D’entrée, on pige ce qui coince : d’abord la voix off (elle surligne et paraphrase tout, même plusieurs fois de suite au cas où on n’aurait pas compris), ensuite les dialogues (idem mais avec un jeu d’acteur outrancier qui s’avère fatal). Et quand le concept consiste à laisser les acteurs stabiloter verbalement chaque intention symbolique de la mise en scène (que ce soit la disposition d’un cadavre sur un canapé ou l’interprétation trop hâtive d’une ressemblance physique), on sait déjà que le whodunit à suivre sera moins narré par l’image que raconté à voix haute. En fait, "Coup de théâtre" ressemble à un livre dont on nous lirait (et tournerait) les pages sans le moindre effort. On sent la présence d’un auteur malhabile qui préférerait forcer la connivence par un avertissement répété d’entrée deux fois (« Ceci est un whodunit : quand vous en avez vu un, vous les avez tous vus ») pour mieux nous forcer à en tricoter les ficelles usées, à ceci près qu’il se plante comme un bleu à force de nous les exhiber trop frontalement et à ne pas les tordre suffisamment (le « coup de théâtre » final ne vaut pas tripette à côté de celui du "Crime de l’Orient-Express"). Quant au regard grinçant sur le show-business, il faudrait bien plus qu’un troupeau de stars efféminées à la Baz Luhrmann pour prendre l’artifice à son propre piège.
De ce fait, que retenir à force de patauger en compagnie de clichés qui pataugent eux-mêmes dans les ruines de leur genre ? Tout simplement une mise en scène plus démonstrative tu meurs, via laquelle Tom George (à qui l’on devait la série comique "This Country") semble avoir confondu le post-modernisme et le je-m’en-foutisme.

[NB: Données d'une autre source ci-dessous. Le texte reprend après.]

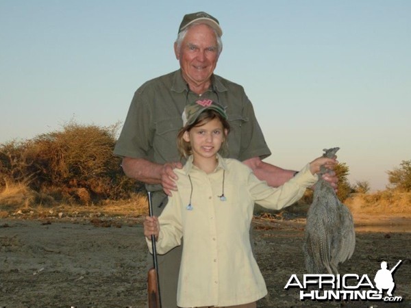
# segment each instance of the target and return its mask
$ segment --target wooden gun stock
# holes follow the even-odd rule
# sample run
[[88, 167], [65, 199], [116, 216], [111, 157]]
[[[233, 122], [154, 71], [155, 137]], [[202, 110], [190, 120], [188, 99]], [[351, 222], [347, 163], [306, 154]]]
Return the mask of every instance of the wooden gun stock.
[[[147, 192], [149, 199], [149, 213], [153, 217], [153, 205], [151, 204], [151, 193]], [[147, 284], [149, 294], [149, 308], [162, 308], [160, 285], [158, 284], [158, 266], [157, 264], [157, 249], [155, 248], [155, 237], [151, 235], [151, 248], [153, 250], [153, 266], [149, 270]]]
[[160, 308], [160, 294], [158, 293], [158, 282], [155, 268], [151, 268], [149, 270], [147, 281], [149, 308]]

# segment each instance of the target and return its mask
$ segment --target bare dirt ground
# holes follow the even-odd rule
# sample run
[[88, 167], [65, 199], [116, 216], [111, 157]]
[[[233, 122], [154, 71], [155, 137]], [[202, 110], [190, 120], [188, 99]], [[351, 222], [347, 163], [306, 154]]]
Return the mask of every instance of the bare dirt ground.
[[[401, 259], [395, 272], [394, 295], [403, 301], [390, 304], [301, 301], [299, 290], [284, 290], [292, 274], [305, 272], [304, 220], [273, 218], [253, 222], [255, 253], [269, 290], [258, 307], [411, 307], [410, 218], [355, 218], [356, 251], [340, 266], [341, 274], [366, 274], [373, 279], [382, 261], [390, 268]], [[141, 221], [0, 219], [0, 307], [144, 307], [147, 248]]]

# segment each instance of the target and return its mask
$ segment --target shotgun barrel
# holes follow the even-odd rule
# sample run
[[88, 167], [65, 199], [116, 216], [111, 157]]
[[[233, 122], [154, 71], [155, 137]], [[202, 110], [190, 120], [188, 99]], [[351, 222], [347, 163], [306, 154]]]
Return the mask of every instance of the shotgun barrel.
[[[153, 217], [153, 205], [151, 204], [151, 193], [147, 192], [149, 199], [149, 212]], [[149, 308], [161, 308], [161, 297], [158, 283], [158, 268], [157, 264], [157, 250], [155, 248], [155, 236], [151, 235], [151, 248], [153, 251], [153, 268], [149, 270], [147, 274], [147, 291]]]

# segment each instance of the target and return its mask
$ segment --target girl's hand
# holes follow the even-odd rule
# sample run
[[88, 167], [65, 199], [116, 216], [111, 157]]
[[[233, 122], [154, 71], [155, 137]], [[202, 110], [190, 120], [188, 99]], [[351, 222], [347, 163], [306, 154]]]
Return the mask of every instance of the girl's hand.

Son monteur semble avoir un peu trop forcé sur la verveine, ses acteurs ressemblent à des mannequins de vitrine sur lesquels on aurait posé de luxueux costumes pour téléfilm BBC (il n’y a que Saoirse Ronan qui s’en sorte à peu près intacte par un jeu candide et subtilement décalé), et son usage intempestif du split-screen (ici pour servir d’effet de transition vers un flash-back… sauf que pas toujours !) dans des intérieurs couleur pastel prouve à quel point décalquer la scénographie millimétrée de "The Grand Budapest Hotel" a le chic pour dévoiler la culpabilité des mauvais roublards. Inutile donc d’ouvrir l’enveloppe : on sait dès le début qui a tué (le film).